In [Month] [Year], I was advised by Coutts to invest £[XX] in AIG Life Premier Bonds on the basis that they best met my investment priorities for capital preservation and easy access to my funds. However, on 15 September 2008, AIG's Enhanced Fund - into which [some/all of] the proceeds from my AIG Life Premier Bond investments had been placed - was frozen.

[Subsequently, and at Coutts' suggestion, I chose to have [XX]% of my bonds converted into the AIG Protected Recovery Fund. The alternative would have been to suffer an immediate and very substantial loss of capital. This effectively locks up almost £[XX] until July 2012, with little prospect of earning any additional interest, and no certainty that the money will be returned.] [Subsequently, I decided to withdraw all my money from AIG Funds, despite a significant loss of capital.]

I expected better from Coutts, given its position as one of the oldest and most highly respected private banks in the country. Like many others who have lost money as a result of Coutts' advice, I trusted them implicitly.

It has now become clear that the Enhanced Fund held a significant proportion of illiquid, non-cash assets (including asset-backed securities and floating rate notes) - with the consequence that when there was a run on the Enhanced Fund in September, the illiquidity of those assets resulted in it being frozen and then closed.

Clearly, Coutts should have provided potential investors such as myself with adequate warnings as to the nature and risks of these assets (not least by way of contrast with the other AIG Life fund into which Premier Bond investments could alternatively have been placed - namely the "Standard Fund", which invested solely in cash assets and which AIG Life did not therefore need to freeze/close when there was a run on the AIG Life Bonds). That Coutts did not do so is, I believe, a serious failing on their part.

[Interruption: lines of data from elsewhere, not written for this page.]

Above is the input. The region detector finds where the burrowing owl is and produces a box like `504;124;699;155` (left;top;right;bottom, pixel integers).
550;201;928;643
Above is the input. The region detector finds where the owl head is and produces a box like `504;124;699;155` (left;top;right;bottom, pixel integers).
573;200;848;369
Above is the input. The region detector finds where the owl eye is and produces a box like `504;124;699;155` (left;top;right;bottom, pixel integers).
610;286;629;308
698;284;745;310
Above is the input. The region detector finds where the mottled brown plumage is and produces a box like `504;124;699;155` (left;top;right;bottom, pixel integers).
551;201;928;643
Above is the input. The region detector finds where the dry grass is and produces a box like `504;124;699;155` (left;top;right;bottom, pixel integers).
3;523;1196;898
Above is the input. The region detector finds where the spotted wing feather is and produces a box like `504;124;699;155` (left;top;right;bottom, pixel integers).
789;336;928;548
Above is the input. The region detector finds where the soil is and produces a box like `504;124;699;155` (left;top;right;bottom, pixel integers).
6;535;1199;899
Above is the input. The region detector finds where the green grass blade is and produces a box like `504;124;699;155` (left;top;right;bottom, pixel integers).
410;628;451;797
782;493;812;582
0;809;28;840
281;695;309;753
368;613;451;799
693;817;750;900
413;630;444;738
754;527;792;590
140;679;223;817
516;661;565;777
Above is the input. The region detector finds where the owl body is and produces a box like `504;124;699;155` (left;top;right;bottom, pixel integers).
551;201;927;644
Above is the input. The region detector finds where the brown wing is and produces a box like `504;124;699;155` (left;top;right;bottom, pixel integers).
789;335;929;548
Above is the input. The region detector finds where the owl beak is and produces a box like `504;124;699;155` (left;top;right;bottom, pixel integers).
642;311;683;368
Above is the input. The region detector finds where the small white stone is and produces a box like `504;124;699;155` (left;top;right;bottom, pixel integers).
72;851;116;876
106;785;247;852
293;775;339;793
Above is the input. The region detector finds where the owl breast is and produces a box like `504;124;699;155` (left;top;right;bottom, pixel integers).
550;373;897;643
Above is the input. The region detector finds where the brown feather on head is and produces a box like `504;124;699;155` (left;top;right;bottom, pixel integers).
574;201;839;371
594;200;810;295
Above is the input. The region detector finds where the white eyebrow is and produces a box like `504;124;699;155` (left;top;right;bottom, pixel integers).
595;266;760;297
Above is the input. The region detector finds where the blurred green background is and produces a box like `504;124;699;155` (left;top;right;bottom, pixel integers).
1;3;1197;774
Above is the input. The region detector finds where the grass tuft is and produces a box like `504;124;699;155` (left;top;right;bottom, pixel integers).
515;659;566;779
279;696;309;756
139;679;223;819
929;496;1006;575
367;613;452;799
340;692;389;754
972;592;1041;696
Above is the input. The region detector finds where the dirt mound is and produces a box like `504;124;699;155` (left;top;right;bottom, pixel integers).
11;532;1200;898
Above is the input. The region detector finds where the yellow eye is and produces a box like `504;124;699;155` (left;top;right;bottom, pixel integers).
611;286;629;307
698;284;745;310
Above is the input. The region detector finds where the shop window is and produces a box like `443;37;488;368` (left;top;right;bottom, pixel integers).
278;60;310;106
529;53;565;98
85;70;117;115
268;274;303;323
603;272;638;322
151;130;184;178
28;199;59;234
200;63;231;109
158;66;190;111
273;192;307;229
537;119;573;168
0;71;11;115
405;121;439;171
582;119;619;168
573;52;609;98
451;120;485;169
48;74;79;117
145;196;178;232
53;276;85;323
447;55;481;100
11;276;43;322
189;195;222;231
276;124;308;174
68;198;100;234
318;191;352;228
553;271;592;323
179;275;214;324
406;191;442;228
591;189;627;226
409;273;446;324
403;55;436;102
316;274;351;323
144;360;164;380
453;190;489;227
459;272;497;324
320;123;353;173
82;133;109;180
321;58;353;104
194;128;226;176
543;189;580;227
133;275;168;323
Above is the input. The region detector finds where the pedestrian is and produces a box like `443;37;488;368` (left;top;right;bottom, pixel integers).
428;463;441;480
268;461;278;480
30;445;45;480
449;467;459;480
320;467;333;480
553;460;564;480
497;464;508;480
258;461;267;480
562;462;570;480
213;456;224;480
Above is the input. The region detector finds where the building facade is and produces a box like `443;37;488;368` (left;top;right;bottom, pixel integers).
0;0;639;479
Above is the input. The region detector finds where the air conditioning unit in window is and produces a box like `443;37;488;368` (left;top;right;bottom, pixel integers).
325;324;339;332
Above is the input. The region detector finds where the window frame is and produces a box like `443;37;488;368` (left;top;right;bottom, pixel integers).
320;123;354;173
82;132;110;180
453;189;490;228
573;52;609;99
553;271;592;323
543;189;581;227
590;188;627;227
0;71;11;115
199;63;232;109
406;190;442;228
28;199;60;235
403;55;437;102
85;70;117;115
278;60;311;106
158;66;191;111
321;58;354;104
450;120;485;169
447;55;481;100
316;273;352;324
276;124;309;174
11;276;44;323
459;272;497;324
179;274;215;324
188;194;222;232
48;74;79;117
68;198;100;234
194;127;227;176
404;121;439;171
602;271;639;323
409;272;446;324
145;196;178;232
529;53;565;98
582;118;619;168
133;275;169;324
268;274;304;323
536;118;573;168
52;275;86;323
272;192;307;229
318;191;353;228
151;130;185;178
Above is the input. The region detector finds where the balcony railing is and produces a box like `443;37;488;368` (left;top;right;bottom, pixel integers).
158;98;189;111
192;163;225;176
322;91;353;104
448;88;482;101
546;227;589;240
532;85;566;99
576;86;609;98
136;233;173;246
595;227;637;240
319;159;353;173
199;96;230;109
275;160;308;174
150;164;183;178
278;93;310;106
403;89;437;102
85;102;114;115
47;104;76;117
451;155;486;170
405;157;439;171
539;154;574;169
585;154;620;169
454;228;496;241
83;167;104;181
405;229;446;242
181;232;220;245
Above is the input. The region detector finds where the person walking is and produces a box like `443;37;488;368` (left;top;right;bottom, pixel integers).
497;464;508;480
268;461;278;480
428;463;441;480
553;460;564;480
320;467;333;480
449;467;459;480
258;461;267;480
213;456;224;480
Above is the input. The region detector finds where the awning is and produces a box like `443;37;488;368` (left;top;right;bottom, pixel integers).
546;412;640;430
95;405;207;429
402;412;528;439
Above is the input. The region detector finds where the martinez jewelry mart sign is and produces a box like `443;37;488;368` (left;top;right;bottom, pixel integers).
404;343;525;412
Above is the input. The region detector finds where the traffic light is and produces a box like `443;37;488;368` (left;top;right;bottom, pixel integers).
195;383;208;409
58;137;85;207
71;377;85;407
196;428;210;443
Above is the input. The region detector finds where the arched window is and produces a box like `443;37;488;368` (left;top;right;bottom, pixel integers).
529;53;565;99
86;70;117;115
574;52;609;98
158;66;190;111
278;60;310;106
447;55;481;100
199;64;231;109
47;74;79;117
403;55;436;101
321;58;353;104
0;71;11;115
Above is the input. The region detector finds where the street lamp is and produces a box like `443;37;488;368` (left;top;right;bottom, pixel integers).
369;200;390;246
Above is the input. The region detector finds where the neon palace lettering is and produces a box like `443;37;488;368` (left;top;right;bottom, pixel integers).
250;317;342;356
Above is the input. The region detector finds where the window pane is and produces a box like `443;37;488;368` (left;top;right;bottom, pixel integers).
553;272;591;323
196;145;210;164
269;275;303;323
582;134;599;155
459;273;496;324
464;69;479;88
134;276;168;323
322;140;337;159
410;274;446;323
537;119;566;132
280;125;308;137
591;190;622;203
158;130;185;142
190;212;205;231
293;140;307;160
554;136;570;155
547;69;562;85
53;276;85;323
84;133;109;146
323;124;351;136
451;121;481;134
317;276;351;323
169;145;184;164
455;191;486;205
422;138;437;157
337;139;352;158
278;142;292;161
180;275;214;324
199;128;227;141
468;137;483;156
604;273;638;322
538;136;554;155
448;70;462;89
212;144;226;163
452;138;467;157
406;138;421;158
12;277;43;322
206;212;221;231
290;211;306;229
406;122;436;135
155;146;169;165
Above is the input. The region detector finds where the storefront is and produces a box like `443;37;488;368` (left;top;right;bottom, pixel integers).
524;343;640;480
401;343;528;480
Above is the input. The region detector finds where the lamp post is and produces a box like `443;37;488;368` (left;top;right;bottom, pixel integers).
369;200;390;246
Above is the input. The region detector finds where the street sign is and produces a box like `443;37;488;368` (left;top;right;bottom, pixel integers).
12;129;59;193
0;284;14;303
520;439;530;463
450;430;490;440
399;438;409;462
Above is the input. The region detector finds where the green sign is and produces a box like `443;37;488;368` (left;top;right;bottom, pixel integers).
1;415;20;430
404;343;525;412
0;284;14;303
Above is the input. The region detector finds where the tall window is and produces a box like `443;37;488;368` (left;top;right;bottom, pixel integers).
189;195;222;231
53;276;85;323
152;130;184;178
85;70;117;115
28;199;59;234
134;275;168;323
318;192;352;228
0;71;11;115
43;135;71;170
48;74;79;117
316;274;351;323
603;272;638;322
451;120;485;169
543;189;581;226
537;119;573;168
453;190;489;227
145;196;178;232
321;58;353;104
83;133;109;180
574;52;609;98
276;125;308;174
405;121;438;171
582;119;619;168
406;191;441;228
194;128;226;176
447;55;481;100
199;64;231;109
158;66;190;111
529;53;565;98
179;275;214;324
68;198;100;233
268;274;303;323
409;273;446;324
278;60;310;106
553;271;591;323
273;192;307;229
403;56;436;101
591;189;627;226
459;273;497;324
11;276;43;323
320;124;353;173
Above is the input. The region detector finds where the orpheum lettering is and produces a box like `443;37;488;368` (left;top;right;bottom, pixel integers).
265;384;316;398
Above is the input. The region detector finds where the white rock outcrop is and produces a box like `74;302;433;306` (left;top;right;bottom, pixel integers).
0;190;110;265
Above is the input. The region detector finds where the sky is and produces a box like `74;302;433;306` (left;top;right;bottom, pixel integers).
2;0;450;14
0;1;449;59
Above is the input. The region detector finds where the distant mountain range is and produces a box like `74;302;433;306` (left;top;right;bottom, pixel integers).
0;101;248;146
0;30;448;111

Despite mounting concerns about AIG's viability, it appears that Coutts continued to recommend AIG Life Bonds right up until the Enhanced Fund was frozen, with disastrous consequences. In addition, I am concerned about Coutts' advice [to me] that AIG Life Bonds were safer than bank deposits in the sense that, as insurance bonds, they were 90% guaranteed through the Financial Services Compensation Scheme, whereas the cap on a bank deposit (at that time) was only £35,000. That advice failed to alert retail customers such as me to the risk that the unit price of the bonds could fall substantially (because of weaknesses in the underlying asset portfolio) but that this would not trigger any contractual default by AIG Life - and hence would also not trigger the operation of the FSCS. This was clearly different from the nature of the bank deposit protection scheme - which supports the banks' primary obligations to return contractually guaranteed amounts to depositors.

In summary, I find Coutts' complete denial of responsibility reprehensible. I hope that the FSA [FOS] will use its best endeavours to investigate the above matter and bring Coutts to account.